Posted July 11, 2023 in Articles
Author: MEGHAN WALSH
Pearl’s Place at Menorah Park in Beachwood has received a taste makeover throughout the past eight months.
Chef Michael Kinsley took over the restaurant’s kitchen in November and has been hard at work whipping up new dishes and improving old favorites. The kitchen at Pearl’s Place is a dairy kitchen, so Kinsley has gotten creative in incorporating meat and shellfish substitutes into his recipes, he told the Cleveland Jewish News.
“It’s all kosher, so it’s a dairy kitchen, meaning I can’t have any meat products; I can have fish,” he explained. “Anything that’s ‘meat’ product is vegan.”

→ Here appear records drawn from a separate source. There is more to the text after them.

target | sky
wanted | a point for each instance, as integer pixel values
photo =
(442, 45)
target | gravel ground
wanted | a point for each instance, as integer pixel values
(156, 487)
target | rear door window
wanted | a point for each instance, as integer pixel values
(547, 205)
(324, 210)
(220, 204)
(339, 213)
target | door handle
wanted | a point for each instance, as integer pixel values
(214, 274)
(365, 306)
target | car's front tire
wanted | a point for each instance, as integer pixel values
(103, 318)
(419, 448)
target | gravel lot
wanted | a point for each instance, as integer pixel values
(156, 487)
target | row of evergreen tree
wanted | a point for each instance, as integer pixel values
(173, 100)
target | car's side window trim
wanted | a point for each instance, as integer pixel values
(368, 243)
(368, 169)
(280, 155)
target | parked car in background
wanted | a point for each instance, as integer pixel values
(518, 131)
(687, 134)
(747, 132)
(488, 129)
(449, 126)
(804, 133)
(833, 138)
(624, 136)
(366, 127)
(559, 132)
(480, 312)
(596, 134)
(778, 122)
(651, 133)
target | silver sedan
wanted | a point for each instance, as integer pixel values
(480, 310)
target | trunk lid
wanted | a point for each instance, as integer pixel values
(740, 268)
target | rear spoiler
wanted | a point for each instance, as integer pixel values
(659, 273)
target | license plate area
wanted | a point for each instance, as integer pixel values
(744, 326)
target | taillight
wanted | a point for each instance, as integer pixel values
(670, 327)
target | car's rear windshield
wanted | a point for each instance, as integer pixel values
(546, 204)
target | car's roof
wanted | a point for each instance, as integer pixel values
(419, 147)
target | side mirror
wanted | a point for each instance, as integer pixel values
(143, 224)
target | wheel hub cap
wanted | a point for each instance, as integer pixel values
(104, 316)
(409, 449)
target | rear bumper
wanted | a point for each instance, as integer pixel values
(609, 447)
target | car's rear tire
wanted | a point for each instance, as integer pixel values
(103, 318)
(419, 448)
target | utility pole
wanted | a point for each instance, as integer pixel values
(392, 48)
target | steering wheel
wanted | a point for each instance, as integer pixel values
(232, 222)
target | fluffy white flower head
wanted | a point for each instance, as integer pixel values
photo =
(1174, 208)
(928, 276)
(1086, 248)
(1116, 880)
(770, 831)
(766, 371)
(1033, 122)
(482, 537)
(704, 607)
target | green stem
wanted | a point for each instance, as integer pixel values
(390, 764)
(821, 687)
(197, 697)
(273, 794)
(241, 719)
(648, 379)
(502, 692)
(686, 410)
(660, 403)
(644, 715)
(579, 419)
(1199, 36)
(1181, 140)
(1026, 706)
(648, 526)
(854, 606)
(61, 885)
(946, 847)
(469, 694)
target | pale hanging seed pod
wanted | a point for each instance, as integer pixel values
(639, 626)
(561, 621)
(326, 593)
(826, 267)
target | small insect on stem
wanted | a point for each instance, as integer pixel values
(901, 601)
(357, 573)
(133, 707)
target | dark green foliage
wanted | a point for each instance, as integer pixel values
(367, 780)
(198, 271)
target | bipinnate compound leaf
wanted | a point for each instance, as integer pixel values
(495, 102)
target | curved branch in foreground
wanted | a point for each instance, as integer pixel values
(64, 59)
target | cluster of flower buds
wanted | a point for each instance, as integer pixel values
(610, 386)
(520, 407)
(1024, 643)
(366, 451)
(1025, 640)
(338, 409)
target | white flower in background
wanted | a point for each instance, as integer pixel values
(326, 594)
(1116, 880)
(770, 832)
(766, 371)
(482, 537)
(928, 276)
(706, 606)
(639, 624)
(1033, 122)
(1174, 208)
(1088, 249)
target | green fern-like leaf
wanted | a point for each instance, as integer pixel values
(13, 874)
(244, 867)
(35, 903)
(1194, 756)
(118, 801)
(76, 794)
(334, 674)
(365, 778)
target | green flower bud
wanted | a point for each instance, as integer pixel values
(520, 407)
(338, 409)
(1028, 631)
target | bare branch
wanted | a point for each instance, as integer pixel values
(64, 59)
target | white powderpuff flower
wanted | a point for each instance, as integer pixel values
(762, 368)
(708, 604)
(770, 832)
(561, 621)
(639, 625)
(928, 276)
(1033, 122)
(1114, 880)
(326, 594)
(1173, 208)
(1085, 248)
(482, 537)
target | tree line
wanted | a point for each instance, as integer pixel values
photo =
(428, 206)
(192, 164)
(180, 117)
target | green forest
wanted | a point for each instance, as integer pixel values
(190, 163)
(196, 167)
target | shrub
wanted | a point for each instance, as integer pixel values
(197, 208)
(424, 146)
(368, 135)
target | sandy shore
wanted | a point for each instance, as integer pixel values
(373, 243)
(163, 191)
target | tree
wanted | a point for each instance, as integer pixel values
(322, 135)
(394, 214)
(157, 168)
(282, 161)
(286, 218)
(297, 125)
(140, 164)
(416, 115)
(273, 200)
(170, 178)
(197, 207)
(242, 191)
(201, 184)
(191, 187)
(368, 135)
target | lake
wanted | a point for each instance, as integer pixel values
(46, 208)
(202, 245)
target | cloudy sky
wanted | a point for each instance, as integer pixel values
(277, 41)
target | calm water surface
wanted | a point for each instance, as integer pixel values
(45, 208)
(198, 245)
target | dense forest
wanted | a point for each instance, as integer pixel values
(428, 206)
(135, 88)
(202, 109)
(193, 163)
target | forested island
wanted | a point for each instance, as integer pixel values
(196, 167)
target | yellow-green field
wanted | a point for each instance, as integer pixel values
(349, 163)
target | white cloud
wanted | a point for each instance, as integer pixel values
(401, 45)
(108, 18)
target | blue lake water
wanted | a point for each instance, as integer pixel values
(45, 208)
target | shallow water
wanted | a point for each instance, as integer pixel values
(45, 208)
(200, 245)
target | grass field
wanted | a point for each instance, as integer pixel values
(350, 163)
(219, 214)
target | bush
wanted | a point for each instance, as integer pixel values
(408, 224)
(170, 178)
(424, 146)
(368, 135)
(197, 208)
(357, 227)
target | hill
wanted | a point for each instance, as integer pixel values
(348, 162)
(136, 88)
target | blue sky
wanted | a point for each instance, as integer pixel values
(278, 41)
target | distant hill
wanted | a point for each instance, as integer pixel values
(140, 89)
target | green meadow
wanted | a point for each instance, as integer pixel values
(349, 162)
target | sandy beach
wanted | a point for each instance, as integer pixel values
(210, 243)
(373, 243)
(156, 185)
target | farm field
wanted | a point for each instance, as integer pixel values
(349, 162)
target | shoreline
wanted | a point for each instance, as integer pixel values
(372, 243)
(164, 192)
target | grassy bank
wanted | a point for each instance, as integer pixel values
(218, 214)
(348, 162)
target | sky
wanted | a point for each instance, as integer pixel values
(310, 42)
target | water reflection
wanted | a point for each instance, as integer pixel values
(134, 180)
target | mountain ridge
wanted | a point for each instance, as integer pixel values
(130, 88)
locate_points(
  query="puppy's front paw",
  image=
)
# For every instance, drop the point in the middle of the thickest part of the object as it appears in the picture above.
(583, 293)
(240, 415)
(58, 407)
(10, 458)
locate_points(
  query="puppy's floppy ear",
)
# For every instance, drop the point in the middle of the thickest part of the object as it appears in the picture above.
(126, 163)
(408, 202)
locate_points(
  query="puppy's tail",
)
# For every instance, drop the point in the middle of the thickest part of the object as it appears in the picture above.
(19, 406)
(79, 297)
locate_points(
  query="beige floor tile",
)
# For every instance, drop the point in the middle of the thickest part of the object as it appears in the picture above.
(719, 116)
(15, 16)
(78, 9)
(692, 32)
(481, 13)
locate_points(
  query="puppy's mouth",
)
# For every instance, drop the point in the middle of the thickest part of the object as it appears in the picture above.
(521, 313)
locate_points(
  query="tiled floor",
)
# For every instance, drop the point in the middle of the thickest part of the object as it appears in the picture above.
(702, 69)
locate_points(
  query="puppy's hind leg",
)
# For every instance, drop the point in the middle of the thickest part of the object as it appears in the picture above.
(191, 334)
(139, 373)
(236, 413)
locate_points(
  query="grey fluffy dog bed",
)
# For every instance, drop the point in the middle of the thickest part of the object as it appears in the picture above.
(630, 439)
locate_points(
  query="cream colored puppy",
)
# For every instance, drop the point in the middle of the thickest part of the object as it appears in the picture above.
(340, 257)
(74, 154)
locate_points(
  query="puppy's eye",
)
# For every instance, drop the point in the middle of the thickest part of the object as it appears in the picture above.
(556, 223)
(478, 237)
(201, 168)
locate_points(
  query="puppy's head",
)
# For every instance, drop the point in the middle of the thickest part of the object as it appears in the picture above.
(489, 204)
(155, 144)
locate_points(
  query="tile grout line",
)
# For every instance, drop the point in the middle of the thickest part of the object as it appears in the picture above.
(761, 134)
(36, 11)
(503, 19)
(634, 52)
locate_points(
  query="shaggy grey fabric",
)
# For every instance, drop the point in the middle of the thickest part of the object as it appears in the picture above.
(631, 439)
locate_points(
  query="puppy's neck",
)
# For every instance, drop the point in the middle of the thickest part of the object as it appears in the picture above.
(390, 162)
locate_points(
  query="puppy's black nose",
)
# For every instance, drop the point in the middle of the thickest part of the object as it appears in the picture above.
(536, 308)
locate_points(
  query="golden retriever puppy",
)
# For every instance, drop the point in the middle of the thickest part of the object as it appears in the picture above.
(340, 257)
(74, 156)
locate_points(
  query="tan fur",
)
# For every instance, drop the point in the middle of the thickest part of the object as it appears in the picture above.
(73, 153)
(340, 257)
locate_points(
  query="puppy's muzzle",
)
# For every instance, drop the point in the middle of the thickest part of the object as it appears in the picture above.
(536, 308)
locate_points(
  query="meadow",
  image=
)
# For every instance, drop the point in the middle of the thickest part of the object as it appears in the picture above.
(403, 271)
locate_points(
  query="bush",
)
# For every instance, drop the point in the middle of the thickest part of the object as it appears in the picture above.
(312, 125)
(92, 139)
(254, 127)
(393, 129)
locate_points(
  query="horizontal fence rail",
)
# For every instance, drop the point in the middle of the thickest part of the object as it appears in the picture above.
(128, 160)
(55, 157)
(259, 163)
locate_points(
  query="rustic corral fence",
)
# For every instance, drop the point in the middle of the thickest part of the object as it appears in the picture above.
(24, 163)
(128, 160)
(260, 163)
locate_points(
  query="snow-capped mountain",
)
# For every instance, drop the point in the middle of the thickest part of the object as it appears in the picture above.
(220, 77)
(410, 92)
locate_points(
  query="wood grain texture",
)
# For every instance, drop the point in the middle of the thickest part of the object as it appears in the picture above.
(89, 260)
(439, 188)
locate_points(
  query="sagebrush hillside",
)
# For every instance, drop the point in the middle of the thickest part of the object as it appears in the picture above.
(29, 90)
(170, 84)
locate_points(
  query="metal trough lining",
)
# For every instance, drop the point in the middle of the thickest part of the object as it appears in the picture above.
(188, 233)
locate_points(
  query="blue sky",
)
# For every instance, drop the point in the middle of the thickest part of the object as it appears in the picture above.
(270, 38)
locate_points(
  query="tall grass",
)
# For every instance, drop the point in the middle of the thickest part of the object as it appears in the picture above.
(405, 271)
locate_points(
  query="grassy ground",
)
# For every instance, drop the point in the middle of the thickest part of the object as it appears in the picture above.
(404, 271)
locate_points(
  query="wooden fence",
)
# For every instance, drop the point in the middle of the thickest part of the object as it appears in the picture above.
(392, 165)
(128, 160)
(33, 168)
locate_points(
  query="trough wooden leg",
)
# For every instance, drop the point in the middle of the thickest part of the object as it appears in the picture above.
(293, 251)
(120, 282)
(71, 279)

Kinsley has explored a lot of MorningStar Farms’ plant-based “meats” and has incorporated them into recipes such as chili and barbecue burgers, he said. Shrimp tacos, made with imitation crab molded into the shape of a prawn, are another favorite among diners, he added.
While some diners are hesitant to try plant-based products, Kinsley encourages them on the promise that, if they don’t like it, he will make them something else.
“I won’t serve it if I won’t eat it,” he said.
Prior to becoming the chef at Pearl’s Place, Kinsley worked for six years as a chef at Stone Gardens, Menorah Park’s assisted living facility. He has worked “all over” the food industry and “quality of life” was the primary factor in his return to cooking in healthcare facilities, he said. His hours at Pearl’s Place allow him to spend more time with his children.
Kinsley considers his job as “research” – continuously trying new things to comply with the requirements for a kosher kitchen. As a non-Jewish person, he joked that he wants to write a cookbook called “The Italian’s Guide to Kosher Cooking.”
“I’ve learned so many things about the culture,” he said. “It’s not just what goes in the food, it’s when you can serve it and how you can serve it and what holidays constitute (what foods). There’s so many holidays where you have specific things that you’re allowed to have and not have.”
When Kinsley needs consulting on something he doesn’t know, he enlists the help of the mashgiach, a team of people who help make sure his cooking stays in line with kosher requirements.
“I learned down there (at Stone Gardens) and here,” he said. “I rely on them. I mean, I have a list of kosher symbols that are accepted, but they’re my go-to. So when there’s something I don’t know if I can use it or if it’s accepted, I call them and they come up or I will shoot them a picture.”
Most of the people who work in the kitchen with Kinsley are volunteers, and they have become “family” to him, he said. When he took over as chef, he was pleasantly surprised by how hard the volunteers work and how they genuinely enjoy helping people.
Growing up in an Italian family, Kinsley spent Sunday dinners at his grandma’s house, where the women would cook upstairs while the men would play poker downstairs, and then they would gather to eat together, he reminisced. He said today’s younger generations do not prioritize family time as much, so working at Pearl’s Place has given him back a sliver of that family atmosphere at mealtimes.
“If I can have people sit down and be happy and eat and enjoy food with their friends, their family, with myself, so be it,” Kinsley said.